Les mots invitent à leur traduction afin d'entrevoir sur le mode singulier de chacun cet "au-delà de la langue" si étonnant. La poésie illumine cette frontière.
Août 2009
L’occupation majeure de ce peuple est de survivre.
L’occupation de ses terres en fait un enfer depuis soixante ans.
Tout petit, Abdallah se rendait avec son père dans les champs d’oliviers. Mohamed se tournait souvent vers son fils et se penchait vers lui. « Mon fils, la terre sur laquelle nous marchons et travaillons fièrement, c’est mon grand-père à moi qui l’a rendue si belle en soignant les arbres, un à un, pour qu’ils deviennent vigoureux et vieillissent jusqu’à bien plus tard, quand toi-même tu seras grand-père. C’est lui et ses frères qui ont creusé le puits pour que la richesse de la production ne les abandonne jamais. »
Abdallah travaillait sur ses terres et partageait la récolte avec ses frères, en souvenir de leurs aïeux. Quand les ânes revenaient chargés d’olives, le soir était à la fête et les musiciens venaient pour faire danser les travailleurs. Les femmes se réjouissaient et préparaient des mets copieux pour leurs donner des forces. Les enfants nombreux jouaient en tournant autour des arbres et s’endormaient sur les nattes quand la nuit les assommait.
Jamais le puits n’a manqué d’eau. Jamais non plus, il faut le dire, les cultivateurs n’en ont abusé, connaissant trop bien la valeur de l’eau dans ces régions arides. Mais depuis peu, l’eau du puits sent mauvais. Sur les collines alentour, l’occupant bâti des maisons en quantité. Pour leurs cultures sous serres, ils utilisent de l’eau en quantité, et cette eau se charge des produits chimiques qu’ils emploient pour leur production. Ensuite, elle ruisselle sur les pentes et se répand dans la plaine. Il en est de même pour les eaux usées de leur village. Il en est de même pour la décharge à ciel ouvert qu’ils arrosent abondement pour accélérer le pourrissement. L’occupant s’occupe à gaspiller l’eau. L’occupant ne se soucie guère de la pollution des nappes de sous sol.L'occupant s'occupe à pourrir la vie des occupés.

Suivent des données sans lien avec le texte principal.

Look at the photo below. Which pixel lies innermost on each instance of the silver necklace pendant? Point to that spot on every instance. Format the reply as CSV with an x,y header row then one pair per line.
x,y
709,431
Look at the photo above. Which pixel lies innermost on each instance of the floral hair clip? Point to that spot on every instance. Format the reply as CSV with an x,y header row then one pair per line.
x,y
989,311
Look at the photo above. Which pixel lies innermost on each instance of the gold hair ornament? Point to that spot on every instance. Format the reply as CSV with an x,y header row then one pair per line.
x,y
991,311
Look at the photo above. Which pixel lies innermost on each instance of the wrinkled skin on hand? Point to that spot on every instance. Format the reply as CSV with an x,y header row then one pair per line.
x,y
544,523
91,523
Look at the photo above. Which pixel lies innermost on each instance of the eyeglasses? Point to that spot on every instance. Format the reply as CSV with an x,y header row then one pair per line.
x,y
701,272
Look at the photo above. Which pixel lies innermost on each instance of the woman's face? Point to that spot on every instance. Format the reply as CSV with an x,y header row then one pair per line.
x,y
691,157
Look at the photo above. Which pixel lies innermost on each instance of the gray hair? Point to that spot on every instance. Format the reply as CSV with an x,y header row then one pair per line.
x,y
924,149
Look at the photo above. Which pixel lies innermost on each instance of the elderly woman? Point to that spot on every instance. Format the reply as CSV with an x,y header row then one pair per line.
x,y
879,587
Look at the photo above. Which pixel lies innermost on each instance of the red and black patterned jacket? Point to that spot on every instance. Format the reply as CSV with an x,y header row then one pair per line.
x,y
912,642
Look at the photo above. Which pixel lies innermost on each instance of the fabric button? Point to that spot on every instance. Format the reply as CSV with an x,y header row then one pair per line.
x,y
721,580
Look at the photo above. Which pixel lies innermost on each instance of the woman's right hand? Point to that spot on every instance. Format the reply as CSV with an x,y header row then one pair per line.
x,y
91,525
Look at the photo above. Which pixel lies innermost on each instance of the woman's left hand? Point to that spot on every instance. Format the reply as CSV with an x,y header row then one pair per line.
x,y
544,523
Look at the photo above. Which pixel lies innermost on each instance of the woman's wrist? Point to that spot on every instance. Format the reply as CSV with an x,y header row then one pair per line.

Abdallah voit dépérir ses oliviers. D’année en année, ils ne produisent plus la quantité souhaitée. Et l’eau du puits sent de plus en plus mauvais.
Un préposé du Ministère de l’Intérieur se rend à son domicile et lui annonce que ses terres sont expropriées, en lui fixant une somme dérisoire pour dédommagement. Il peut refuser, mais l’expropriation est décidée par les autorités pour faire passer une route et dresser un mur. Abdallah n’a pas besoin de dessin. Il sait. La seule question qui le démange, il ne la pose même pas. Pourrai-je garder le puits ?
Aujourd’hui, la famille ne fait plus la fête. Les petits ne peuvent plus aller à l’école, de l’autre côté. Ils ne peuvent plus être soignés. L’hôpital est de l’autre côté. Et le père, Abdallah, marche sur six kilomètres matin et soir pour travailler sur les terres de ses ancêtres, pour le compte de l'occupant. Les plus grands enfants veulent se marier.
Mais plus aucun permis de construire n’est délivré par l’occupant. Les futurs mariés devront partir à l’étranger. Ils partiront parce que la vie n’est plus possible chez eux. Abdallah sait qu’il ne verra jamais ses petits enfants, alors que ses projets lui donnaient de la force.
Il ne tiendra pas la main de l’enfant à qui il voulait montrer les oliviers.